Por si fuera poco, el filme, como ya se ha repetido hasta el hartazgo, decide no construir su mitología en torno al personaje de Mad Max –Tom Hardy transformado en digno sucesor de Mel Gibson–, sino alrededor del personaje de Imperator Furiosa, mano derecha de Immortan Joe, convertida en traidora y lideresa del convoy de escape, a quien encarna una Charlize Theron amputada y maquillada con grasa de motor, en uno de los papeles más potentes y emblemáticos de su carrera. Hablar de feminismo tal vez sea demasiado, pero carajo, la cátedra que Miller da a lo largo de dos horas de metraje termina por humillar, con una elegancia digna de aplaudir, a la infinidad de blockbusters que tratan de perfilar a sus “heroínas” en base al tamaño de sus pechos.
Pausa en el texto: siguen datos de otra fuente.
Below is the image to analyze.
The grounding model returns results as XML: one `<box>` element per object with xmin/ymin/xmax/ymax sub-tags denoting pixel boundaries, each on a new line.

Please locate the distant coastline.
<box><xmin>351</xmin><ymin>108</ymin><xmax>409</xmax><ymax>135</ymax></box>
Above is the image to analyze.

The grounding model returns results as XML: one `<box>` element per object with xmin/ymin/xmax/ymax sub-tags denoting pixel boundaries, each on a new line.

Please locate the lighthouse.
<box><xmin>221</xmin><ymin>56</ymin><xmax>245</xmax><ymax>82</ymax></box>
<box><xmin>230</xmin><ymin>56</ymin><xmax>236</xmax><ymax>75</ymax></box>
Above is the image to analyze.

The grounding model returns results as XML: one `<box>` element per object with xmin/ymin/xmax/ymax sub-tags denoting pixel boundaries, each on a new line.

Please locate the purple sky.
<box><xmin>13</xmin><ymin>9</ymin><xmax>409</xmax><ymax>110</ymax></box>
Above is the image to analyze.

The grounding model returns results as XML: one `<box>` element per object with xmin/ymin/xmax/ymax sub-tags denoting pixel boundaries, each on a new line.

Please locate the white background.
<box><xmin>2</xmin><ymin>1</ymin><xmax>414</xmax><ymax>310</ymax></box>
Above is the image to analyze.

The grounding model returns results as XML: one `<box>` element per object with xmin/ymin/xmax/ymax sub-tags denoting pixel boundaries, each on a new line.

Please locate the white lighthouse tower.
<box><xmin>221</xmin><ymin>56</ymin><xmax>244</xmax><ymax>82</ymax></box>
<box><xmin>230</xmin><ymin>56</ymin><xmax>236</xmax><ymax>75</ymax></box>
Por si fuera poco, Mad Max: Fury Road le permite a los jóvenes espectadores asimilar a la cinta como un ente independiente de la trilogía ochentera de Miller, sin embargo, para aquellos espectadores avezados que decidan revisitar las tres cintas protagonizadas por Mel Gibson, recibirán como recompensa un placer emocional y visual mucho mayor, viendo a esa vil pértiga que en la primera película un motociclista nómada usaba para caer sobre una pipa de gasolina, potenciada a la enésima potencia en forma de las gigantescas pértigas que balancean a los hiperviolentos albinos de Immortan sobre el trailer conducido por Furiosa; viendo de nuevo por un segundo esos ojos saltones que se volvieron firma estética de la primera cinta en los instantes previos a una dramática colisión; viendo al legendario thunderdome de la tercera parte convertido en el hogar de las esposas de Immortan Joe; o viendo al horripilante Lord Hummungus reinterpretado en la figura del hijo gigantesco e imbécil de Immortan Joe; todo esto aunado a una miríada de referencias adicionales que al sumarse al desaforado compendio visual y emocional de la cinta, dan como resultado una experiencia que dejará a los fanáticos de la saga abrumados y profundamente satisfechos.
Excediendo cualquier expectativa que podría haberse previsto con antelación, el espectáculo visual y visceral que Miller compone –olvidemos el miedo a la hipérbole y llamémoslo por lo que es: hermosísimo– muestra las grandes posibilidades del cine de acción veraniego, que bien encaminado puede coquetear con un cine de mayor envergadura estética y emocional, dejando una huella infinitamente más profunda que los insulsos cañonazos de miles de millones de dólares que inundan las pantallas cada vez con más frecuencia.
Miller, cabrón, lo volviste a hacer.